NAME
split_data_file.pl
A script to split a data file by rows based on common data values.
SYNOPSIS
split_data_file.pl [--options] <filename>
Options:
--in <filename>
--index <column_index>
--max <integer>
--prefix <text>
--gz
--version
--help
OPTIONS
The command line flags and descriptions:
- --in <filename>
-
Specify the file name of a data file. It must be a tab-delimited text file. The file may be compressed with gzip.
- --index <column_index>
- --col <column_index>
-
Provide the index number of the column or dataset containing the values used to split the file. If not specified, then the index is requested from the user in an interactive mode.
- --max <integer>
-
Optionally specify the maximum number of data lines to write to each file. Each group of specific value data is written to one or more files. Enter as an integer; underscores may be used as thousands separator, e.g. 100_000.
- --prefix <text>
-
Optionally provide a filename prefix for the output files. The default prefix is the input filename base name. If no prefix is desired, using just the values as filenames, then set the prefix to 'none'.
- --gz
-
Indicate whether the output files should be compressed with gzip. Default behavior is to preserve the compression status of the input file.
- --version
-
Print the version number.
- --help
-
Display the POD documentation
DESCRIPTION
This program will split a data file into multiple files based on common values in the data table. All rows with the same value will be written into the same file. A good example is chromosome, where all data points for a given chromosome will be written to a separate file, resulting in multiple files representing each chromosome found in the original file. The column containing the values to split and group should be indicated; if the column is not sepcified, it may be selected interactively from a list of column headers.

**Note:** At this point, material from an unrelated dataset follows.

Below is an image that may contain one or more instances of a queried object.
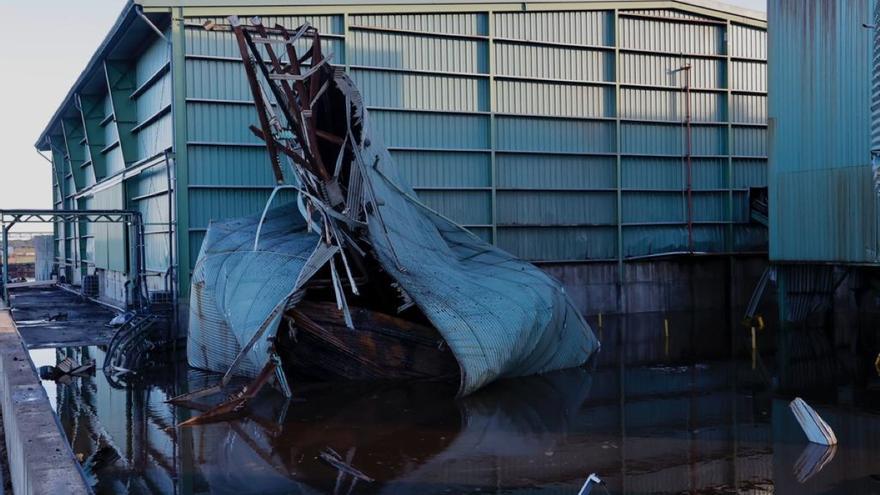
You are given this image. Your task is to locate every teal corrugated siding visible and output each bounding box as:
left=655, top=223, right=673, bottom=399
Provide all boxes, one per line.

If the max argument is set, then each group will be written to one or more files, with each file having no more than the indicated maximum number of data lines. This is useful to keep the file size reasonable, especially when processing the files further and free memory is constrained. A reasonable limit may be 100K or 1M lines.
The resulting files will be named using the basename of the input file, appended with the unique group value (for example, the chromosome name) demarcated with a #. If a maximum line limit is set, then the file part number is appended to the basename, padded with zeros to three digits (to assist in sorting). Each file will have duplicated and preserved metadata. The original file is preserved.
This program is intended as the complement to 'join_data_files.pl'.
AUTHOR
Timothy J. Parnell, PhD
Howard Hughes Medical Institute
Dept of Oncological Sciences
Huntsman Cancer Institute
University of Utah
Salt Lake City, UT, 84112
This package is free software; you can redistribute it and/or modify it under the terms of the Artistic License 2.0.